Quale può essere l’età di questi monumenti della civiltà contadina? Difficile stabilirlo, ma c’è un documento del 1700 scritto dal nobile Don Ludovico Paglia intitolato: “ISTORIE DELLA CITTA’ DI GIOVENAZZOche riporta una descrizione sommaria del Castello detto di ARGIRO, in cui dice che:…..”dopo la morte di Carlo Magno, che fu nell’anno 814, i Saraceni dell’Africa  venendo in diverse volte nell’ Italia, scorsero anche il nostro Regno, come negli anni 29, 45, e ultimamente lasciando da parte altre loro imprese nel 64 di quel secolo, quando rimasero saccheggiate e distrutte dalla loro crudeltà tutte quasi quelle Terre, che sono dalla Riviera di Ancona infino al  Capo di Otranto, e all’ora fù abbruciato da quegli un nostro Castello, che oggi perciò viene cosiddetto de’ Saraceni. Veggonsi le reliquie di questo Castello dentro il nostro territorio verso Bari nella spiaggia che dicono di Santo Spirito cinque miglia distante da Giovenazzo, delle quali può scorgersi, che fosse  a modo di Fortezza edificato in forma rotonda, e di mediocre altezza, era in quel tempo reputato fortissimo, di modo che vi si refuggiavano gli huomini  de’ Casali vicini per esser sicuri dalle scorrerie a tempi di guerre, ma non però furono sicuri dalla furia de’ barbari Saraceni tanto che non patissero in compagnia d’altri luoghi dell’istesso eccidio…..”.

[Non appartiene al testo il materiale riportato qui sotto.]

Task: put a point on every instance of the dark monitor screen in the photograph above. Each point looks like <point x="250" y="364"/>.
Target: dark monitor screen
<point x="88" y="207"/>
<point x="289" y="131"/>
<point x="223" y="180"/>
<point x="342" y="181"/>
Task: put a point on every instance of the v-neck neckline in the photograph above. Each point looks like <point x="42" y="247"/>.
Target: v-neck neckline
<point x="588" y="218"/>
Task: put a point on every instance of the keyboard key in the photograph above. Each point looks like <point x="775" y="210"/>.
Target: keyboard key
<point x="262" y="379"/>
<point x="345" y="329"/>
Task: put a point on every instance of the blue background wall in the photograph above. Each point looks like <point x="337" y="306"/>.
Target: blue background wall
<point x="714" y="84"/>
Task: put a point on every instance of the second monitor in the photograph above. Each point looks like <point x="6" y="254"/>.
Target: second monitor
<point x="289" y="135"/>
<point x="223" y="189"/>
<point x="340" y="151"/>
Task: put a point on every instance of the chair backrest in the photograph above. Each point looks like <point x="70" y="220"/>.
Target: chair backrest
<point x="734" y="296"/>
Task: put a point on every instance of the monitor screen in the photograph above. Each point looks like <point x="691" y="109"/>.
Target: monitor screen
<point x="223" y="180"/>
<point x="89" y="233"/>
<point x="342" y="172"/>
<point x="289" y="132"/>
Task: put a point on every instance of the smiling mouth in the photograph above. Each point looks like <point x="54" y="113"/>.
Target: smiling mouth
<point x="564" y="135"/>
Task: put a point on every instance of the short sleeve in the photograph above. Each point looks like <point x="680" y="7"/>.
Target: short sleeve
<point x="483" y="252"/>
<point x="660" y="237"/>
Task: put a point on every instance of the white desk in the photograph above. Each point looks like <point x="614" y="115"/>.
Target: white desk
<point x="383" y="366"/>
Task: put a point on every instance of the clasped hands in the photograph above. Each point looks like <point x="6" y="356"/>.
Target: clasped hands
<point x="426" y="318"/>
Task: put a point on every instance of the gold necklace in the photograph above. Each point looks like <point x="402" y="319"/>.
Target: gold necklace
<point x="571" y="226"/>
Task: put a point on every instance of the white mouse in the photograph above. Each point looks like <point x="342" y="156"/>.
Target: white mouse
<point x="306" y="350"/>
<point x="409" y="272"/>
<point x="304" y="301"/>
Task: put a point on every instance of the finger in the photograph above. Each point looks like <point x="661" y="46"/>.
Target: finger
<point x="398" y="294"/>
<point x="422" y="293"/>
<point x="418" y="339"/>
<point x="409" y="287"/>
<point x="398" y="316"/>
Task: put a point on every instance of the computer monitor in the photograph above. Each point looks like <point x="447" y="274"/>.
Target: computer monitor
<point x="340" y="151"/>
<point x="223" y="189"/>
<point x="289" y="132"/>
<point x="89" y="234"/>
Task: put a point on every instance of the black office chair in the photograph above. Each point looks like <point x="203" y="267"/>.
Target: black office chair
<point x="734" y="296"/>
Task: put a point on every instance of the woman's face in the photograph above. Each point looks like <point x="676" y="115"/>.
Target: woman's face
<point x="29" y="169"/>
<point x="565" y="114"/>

Il Casale più vicino al Castello era in quei tempi Spiriticchio e questo fa pensare che la maggior parte di questi nostri antenati furono trucidati dai Saraceni. Si fa presente che nelle fondazioni delle nuove costruzioni sorte nelle vicinanze del maniero sono state rinvenute molte ossa umane. Mi piace pensare quindi che già nell’864 i trulli di contrada Spiriticchio (punta estrema ad est del territorio di Giovinazzo) potevano rappresentare il primo nucleo urbano di Santo Spirito. Inoltre, il nome della contrada riapre il dibattito sulla origine del nome Santo Spirito. Si fa presente che il rione Marineria sorse molto dopo a ridosso della torre Asburgica (conosciuta come torre della Finanza) costruita nel 1569.

Una riflessione è opportuna sul destino di questi monumenti rurali e sulla loro protezione per evitarne le trasformazioni o distruzioni.  In merito la regione Puglia nel 2015 ha emanato un opportuno provvedimento intitolato: “Linee Guida per il recupero, la manutenzione ed il riuso dell’edilizia e dei beni rurali pugliesi”, per sostenere la valorizzazione del complesso e prezioso patrimonio dell’edilizia rurale regionale e indirizzare le operazioni di recupero edilizio, restauro e ristrutturazione, attraverso la conoscenza, conservazione, fruizione e promozione del Patrimonio Architettonico Tradizionale Pugliese. Sta a noi farle rispettare. E, ancora, dal 1996 i Trulli della Puglia fanno parte dei siti Unesco, con privilegi e tutele molto restrittive.